The opener, “Ten Grande Goldie”, has the scrapes and big beats and propulsion that you come to expect; but Blixa is in a gentle mood, supplemented by some delicate, snatched glossolalia… if you’re looking for referents, it feels that this track could sneak onto albums like Ende Neu, but there are surprises still; some Wurlitzer organ dances in, like a cinema screen sliding up, revealing Blixa in Cabaret mode, his language sliding and slipping into English and then away from it.

This is characteristic of late-periuod Neubauten. Blixa as a European, sitting in the non-ruins of Berlin, giving out the odd scream which is quickly absorbed into the machine fabric of Neubauten as entity. Yes, you can’t imagine this band without Blixa, but you can imagine that he sometimes struggles to assert himself on it, because the band has different driving forces, has its own unique expectations and pulses.

“Am Landwehrkanal” has a little ewok-on-stormtrooper-helmet percussion line as it gently tells the story of the death of Rosa Luxemburg, her murder and how her body was thrown into the Landwehr Canal; whereas “Möbliertes Lied” goes back to the slowly unfolding rising springs and swells of the classic Neubauten ballads; there’s a sense of gentle sighing here, a nostalgia for chaos. The sleevenotes mention Blixa, in perplexed disbelief, complaining that “they won’t let you into the junkyards anymore – for safety and insurance reasons”. The old dangers are gone; long live the new (undamaged) flesh.

“Zivilisatorisches Missgeschick” is all hums and air-raid sirens, and the seemingly implicit message to the fans: we are not gone… we are still not what you think… They collapse buildings, yes, but also categories. And, even in a language I don’t understand, you get a feel for Blixa’s understanding of the awkwardness of trying to absorb Neubauten into the music business; they’ve dipped in and out, but you never get the sense that they tried to make an album which fit — they didn’t make a Goo, for instance… or, if they did, they (thankfully) kept getting it wrong.

This new model of playing to the fans, or preaching to the perverted, has its own pitfalls, of course, and I remain cynical about a band with such an individualistic streak even considering shaving off (or, indeed, adding on) raw edges to the delight of their fans — but, in reality, there’s no sense of that here; this is as much a true Neubauten album as any other. Another observation: despite their noise, they’ve always been about silence and space as much as crashing and bawling. This has always elevated them beyond the “my metal bashing’s louder than yours” boys and in Alles In Allem there’s a lot of space, a lot of calm, just a few storms.
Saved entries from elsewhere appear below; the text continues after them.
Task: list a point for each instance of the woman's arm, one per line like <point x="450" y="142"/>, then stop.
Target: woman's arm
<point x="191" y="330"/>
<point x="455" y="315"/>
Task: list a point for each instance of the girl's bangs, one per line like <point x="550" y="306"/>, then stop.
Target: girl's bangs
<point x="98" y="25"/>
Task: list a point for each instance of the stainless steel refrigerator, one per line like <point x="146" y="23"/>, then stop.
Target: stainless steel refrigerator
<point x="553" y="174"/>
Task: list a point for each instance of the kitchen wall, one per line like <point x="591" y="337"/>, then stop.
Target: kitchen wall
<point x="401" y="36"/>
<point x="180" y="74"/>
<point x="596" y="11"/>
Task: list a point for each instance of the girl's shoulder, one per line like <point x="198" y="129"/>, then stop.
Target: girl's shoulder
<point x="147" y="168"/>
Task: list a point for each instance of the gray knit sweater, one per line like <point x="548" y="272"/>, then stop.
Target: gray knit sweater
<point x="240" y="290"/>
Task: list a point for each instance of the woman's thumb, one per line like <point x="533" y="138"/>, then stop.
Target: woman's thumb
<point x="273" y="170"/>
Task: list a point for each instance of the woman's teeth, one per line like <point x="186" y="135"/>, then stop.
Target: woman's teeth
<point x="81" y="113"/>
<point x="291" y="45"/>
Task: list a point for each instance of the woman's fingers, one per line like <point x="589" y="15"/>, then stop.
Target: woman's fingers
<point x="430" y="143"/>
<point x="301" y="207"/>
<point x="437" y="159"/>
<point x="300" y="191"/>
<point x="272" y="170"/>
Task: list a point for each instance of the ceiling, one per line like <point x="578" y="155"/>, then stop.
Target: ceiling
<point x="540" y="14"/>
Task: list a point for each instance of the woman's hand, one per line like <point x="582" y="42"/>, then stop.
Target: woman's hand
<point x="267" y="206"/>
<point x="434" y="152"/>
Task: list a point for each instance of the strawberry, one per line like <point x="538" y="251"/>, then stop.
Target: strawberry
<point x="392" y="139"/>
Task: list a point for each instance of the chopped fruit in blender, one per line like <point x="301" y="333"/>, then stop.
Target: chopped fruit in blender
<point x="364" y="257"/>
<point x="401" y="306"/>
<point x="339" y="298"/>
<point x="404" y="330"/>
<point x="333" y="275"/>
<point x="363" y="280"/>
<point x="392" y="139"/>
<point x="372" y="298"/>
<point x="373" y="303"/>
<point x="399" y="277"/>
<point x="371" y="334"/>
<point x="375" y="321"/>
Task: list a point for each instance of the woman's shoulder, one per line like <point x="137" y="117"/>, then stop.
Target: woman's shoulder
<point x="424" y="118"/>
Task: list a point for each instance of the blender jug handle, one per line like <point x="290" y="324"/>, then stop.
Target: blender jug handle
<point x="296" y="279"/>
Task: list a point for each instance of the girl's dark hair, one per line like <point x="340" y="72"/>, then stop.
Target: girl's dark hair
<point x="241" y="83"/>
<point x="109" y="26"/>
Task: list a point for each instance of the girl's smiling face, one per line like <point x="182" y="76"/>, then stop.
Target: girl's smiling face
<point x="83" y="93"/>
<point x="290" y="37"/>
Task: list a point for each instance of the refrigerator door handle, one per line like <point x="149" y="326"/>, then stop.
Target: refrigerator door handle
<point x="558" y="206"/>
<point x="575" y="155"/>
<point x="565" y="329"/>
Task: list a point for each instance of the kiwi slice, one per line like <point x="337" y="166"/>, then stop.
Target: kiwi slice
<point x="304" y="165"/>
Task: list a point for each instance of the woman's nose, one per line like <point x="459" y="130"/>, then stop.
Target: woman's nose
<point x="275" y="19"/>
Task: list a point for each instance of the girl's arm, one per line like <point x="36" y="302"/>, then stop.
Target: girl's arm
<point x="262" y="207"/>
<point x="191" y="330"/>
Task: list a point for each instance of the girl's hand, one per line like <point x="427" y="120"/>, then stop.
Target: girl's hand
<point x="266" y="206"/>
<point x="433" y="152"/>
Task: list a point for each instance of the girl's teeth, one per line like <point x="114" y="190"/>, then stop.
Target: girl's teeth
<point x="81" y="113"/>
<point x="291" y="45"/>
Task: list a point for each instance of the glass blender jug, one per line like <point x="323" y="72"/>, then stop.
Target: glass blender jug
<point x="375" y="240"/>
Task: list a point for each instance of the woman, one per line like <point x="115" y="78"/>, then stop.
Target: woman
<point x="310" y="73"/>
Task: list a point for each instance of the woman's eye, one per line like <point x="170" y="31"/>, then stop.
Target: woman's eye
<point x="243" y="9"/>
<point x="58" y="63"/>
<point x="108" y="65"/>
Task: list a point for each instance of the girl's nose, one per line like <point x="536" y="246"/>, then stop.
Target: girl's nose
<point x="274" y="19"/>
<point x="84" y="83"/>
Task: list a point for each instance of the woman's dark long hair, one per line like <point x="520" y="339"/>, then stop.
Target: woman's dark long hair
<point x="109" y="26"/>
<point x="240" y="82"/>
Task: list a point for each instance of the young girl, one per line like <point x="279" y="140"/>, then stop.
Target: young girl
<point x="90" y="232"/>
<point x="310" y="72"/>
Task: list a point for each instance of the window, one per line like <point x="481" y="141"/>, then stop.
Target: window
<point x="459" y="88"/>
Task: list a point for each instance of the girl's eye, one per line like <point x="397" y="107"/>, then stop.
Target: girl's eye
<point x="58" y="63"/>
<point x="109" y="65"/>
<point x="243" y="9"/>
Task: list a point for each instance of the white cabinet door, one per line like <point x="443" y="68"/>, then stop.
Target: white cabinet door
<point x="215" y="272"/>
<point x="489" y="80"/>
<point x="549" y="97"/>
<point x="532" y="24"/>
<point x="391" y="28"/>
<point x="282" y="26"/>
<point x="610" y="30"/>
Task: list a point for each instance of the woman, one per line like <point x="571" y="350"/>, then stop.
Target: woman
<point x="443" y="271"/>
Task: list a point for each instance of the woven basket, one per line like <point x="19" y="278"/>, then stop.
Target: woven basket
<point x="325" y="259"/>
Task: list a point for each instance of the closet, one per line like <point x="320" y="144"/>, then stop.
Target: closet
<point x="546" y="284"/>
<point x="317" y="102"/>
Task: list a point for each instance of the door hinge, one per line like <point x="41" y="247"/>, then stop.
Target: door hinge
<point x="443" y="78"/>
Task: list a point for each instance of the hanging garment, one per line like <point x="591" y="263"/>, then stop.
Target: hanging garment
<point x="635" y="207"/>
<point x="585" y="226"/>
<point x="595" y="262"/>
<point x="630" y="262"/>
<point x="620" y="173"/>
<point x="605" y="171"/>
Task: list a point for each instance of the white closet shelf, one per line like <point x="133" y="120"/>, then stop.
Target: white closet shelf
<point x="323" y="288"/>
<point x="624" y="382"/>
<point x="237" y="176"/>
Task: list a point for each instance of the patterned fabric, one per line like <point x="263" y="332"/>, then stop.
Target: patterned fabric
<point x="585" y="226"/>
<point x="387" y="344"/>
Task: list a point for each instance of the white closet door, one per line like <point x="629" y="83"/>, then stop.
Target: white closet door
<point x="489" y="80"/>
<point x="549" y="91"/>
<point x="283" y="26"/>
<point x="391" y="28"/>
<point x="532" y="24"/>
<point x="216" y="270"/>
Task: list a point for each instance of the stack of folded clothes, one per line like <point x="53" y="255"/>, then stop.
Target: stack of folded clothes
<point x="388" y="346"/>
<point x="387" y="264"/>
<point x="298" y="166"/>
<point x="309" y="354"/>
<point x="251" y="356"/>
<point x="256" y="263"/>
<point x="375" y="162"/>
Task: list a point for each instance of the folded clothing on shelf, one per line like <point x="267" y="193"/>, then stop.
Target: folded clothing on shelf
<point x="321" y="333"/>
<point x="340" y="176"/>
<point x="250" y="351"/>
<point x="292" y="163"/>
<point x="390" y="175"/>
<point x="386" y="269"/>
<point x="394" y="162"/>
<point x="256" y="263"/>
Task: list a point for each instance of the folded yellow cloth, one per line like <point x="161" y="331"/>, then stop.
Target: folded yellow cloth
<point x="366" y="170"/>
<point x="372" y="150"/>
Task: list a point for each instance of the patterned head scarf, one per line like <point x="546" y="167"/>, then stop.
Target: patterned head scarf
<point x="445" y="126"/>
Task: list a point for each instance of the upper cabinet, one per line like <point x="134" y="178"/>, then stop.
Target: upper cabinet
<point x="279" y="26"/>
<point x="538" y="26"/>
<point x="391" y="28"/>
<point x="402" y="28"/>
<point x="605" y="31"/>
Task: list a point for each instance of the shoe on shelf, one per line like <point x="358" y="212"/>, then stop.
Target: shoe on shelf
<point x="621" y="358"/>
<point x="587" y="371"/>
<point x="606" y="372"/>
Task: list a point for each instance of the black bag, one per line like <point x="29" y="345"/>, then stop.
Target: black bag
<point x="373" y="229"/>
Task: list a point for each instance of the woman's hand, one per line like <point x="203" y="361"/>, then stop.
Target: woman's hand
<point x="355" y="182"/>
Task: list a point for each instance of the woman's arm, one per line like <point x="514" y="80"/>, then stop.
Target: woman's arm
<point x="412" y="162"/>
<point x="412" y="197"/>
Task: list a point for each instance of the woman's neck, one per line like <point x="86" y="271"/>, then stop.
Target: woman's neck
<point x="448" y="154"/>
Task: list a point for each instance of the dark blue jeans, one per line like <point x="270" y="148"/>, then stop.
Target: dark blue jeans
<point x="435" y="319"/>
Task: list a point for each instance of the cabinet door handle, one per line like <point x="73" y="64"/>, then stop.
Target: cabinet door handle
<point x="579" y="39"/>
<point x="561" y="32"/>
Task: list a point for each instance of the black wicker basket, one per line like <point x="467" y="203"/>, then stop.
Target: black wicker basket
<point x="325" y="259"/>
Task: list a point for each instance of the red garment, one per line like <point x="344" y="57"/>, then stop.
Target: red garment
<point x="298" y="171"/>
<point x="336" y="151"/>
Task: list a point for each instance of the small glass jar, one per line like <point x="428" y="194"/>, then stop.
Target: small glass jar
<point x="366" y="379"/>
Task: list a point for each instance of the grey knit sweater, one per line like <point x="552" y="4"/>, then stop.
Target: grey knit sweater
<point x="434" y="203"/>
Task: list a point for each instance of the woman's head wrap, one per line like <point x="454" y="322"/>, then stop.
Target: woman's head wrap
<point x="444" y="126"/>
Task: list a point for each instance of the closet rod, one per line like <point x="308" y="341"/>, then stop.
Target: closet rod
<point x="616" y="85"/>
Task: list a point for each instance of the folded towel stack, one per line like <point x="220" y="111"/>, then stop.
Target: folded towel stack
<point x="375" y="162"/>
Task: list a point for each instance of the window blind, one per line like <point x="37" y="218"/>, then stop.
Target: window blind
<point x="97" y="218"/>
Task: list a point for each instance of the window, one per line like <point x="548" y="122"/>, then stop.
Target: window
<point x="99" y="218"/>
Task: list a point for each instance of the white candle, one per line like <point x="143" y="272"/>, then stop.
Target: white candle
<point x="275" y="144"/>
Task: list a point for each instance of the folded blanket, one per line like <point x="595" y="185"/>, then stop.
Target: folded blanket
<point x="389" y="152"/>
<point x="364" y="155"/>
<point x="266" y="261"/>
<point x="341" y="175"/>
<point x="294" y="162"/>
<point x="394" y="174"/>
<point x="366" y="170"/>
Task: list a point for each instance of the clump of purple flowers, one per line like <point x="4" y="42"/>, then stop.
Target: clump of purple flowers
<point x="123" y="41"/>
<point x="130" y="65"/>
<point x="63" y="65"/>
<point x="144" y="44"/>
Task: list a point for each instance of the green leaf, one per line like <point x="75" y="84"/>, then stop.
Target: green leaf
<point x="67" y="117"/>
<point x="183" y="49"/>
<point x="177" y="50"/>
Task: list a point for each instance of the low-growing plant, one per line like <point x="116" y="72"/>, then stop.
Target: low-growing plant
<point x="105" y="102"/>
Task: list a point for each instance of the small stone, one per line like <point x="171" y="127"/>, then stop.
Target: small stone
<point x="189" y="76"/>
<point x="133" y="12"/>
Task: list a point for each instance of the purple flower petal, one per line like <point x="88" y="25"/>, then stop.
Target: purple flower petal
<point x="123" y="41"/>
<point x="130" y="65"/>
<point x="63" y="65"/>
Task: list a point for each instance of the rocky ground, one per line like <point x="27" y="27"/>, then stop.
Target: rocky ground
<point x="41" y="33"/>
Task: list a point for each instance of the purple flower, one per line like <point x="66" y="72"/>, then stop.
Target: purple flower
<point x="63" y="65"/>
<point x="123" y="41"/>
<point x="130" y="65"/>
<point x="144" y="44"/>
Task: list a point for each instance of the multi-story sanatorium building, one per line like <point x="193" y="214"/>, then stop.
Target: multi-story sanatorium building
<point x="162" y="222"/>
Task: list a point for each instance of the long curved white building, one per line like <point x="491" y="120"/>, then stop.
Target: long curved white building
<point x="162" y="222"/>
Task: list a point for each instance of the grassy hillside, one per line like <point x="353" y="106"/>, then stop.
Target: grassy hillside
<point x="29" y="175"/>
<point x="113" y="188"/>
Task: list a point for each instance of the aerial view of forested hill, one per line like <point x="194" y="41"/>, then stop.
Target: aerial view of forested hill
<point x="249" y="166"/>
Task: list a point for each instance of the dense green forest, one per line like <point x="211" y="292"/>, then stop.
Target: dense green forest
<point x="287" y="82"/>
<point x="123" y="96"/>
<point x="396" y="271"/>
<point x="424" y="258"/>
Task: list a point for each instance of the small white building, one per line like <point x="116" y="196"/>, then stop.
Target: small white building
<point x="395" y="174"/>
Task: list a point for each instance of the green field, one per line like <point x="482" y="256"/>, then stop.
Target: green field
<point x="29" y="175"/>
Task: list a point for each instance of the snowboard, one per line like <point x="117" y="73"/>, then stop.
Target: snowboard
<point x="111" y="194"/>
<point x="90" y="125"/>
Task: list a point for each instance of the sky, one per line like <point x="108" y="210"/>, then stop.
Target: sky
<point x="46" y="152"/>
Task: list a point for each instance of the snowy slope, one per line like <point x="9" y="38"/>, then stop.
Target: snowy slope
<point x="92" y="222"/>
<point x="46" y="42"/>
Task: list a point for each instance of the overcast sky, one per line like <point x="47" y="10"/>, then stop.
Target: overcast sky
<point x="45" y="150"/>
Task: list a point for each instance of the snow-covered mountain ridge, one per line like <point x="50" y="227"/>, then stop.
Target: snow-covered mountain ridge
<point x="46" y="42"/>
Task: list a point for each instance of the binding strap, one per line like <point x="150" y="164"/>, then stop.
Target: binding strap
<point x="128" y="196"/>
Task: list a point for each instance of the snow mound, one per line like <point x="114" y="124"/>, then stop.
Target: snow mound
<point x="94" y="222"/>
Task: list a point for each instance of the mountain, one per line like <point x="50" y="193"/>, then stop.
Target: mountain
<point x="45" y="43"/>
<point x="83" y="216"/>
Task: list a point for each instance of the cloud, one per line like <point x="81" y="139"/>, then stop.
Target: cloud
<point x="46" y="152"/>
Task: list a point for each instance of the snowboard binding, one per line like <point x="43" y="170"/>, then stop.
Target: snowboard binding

“Taschen” has beats that sounds like more amateur tapdancing. That George Orwell quote: “if you want a picture of the future, imagine a boot stamping on a human face… forever”. Blixa sings of dreams and waiting, or ravenous monstrosities and, well, you have to say this is well timed. Some string sounds remind me of the dancing in the film The Hairdresser’s Husband, a beautiful intrusion and a desperate longing.

Maybe I’m hearing things. Maybe that’s the point.

Later, some aggressive coastal sounds, uncalming, unheimlich; and then more speaking in tongues, or some rising Jhonn Balance-like Gregorian chanting or… At one point, Blixa picks up a guitar again and gives us a little echo of the past (you can imagine Nick Cave strutting around in front of him, just for a second) but this isn’t then, and now you could almost get a glimpse of a less obviously jazzy Spontaneous Music Ensemble (I’m thinking on “Grazer Damm”), though just as an impression rather than a soundalike.

I’m not sure that’s true, but I’d be curious if you agreed. My Neubauten is unlikely to be the same as yours.

I could go on, but you’ll probably want to find out for yourself. I’ve said enough; it’s better to listen. If you want a quick line to ease your worries: nothing here sounds like anything other than Einstürzende Neubauten, nothing here will confound you too much, nothing will make you feel uneasy at the places they’ve found themselves. You’ll not be disappointed because you know them, as they know you.